The panel upheld a 1992 ruling by a federal district judge, which said an earlier decision in the case deprived black parents of the full range of assessment opportunities for their children solely because of their race. (See Education Week, Sept. 9, 1992.)

A federal judge in 1979 barred the use of I.Q. tests in California to identify black children for placement in special classes for the “educable mentally retarded.” The judge based his ruling on findings that the special classes amounted to educational “dead ends.”

However, the judge never reached a conclusion about whether the tests themselves are racially biased.

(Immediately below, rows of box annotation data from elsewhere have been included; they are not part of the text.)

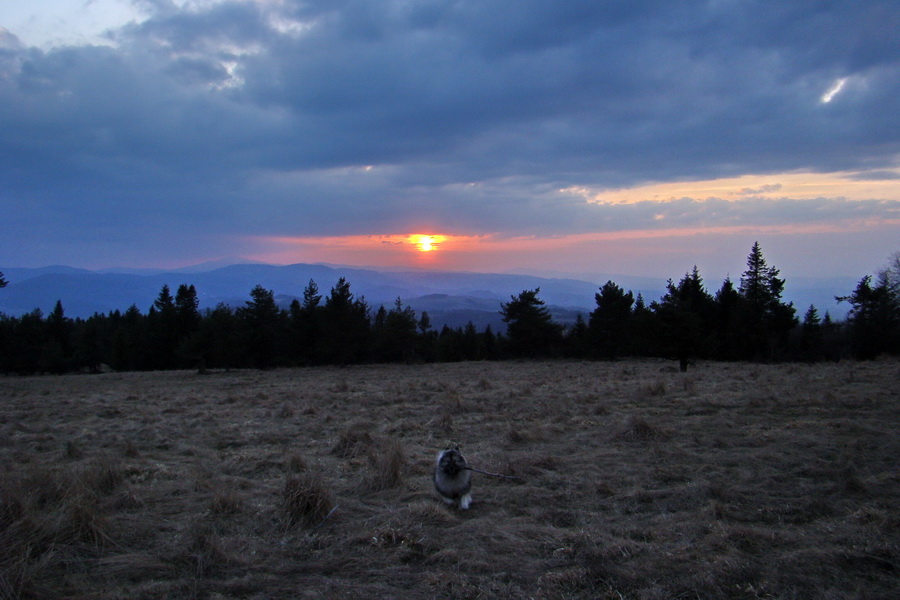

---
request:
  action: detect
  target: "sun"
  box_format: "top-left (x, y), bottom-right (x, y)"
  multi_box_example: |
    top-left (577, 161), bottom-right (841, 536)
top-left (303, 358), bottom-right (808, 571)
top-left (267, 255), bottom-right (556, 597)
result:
top-left (409, 233), bottom-right (444, 252)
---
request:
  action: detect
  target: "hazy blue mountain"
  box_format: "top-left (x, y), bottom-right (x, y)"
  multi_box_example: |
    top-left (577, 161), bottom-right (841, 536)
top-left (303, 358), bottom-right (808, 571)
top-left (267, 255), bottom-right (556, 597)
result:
top-left (0, 259), bottom-right (856, 324)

In 1986, after the so-called E.M.R. classes were abolished, the same U.S. district judge, Robert F. Peckham of San Francisco, expanded his order to ban I.Q. testing of black children referred for any special education classes.

A group of black parents who wanted access to I.Q. tests challenged that 1986 order.

‘That Is Wrong’

In 1992, Judge Peckham reversed his own ban on such testing, saying the second group of black parents’ interests were not adequately considered in 1986.

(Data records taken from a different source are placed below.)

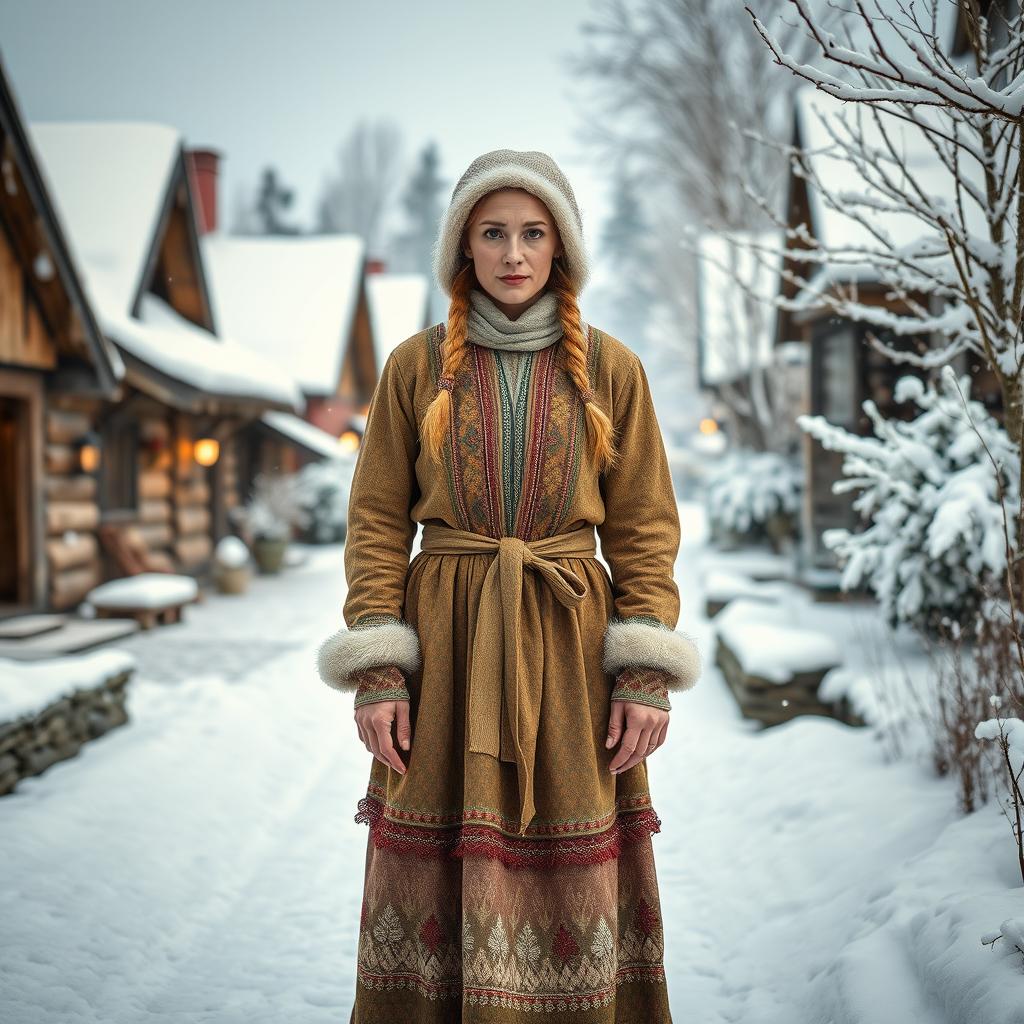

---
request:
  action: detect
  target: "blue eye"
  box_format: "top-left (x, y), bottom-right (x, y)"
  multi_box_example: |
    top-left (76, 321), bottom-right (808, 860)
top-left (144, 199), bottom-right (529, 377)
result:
top-left (483, 227), bottom-right (544, 242)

That 1992 ruling was unanimously affirmed in a short opinion on Sept. 30 by the Ninth Circuit court in Crawford v. Honig.

However, the state education department issued a memorandum Oct. 1 saying the ban on I.Q. testing of African-American children remains. State officials maintain the tests are racially biased.

The state’s response to the ruling angered Mark J. Bredemeier, a lawyer for the Landmark Legal Foundation in Kansas City, Mo., which represents the black parents who want access to I.Q. testing.

“That is wrong,” he said. “We will challenge the state and any school district” that continues to bar African-American parents’ access to the tests.

A version of this article appeared in the October 12, 1994 edition of Education Week as Appeals Court Upholds Black Parents’ Rights To Learn Child’s I.Q.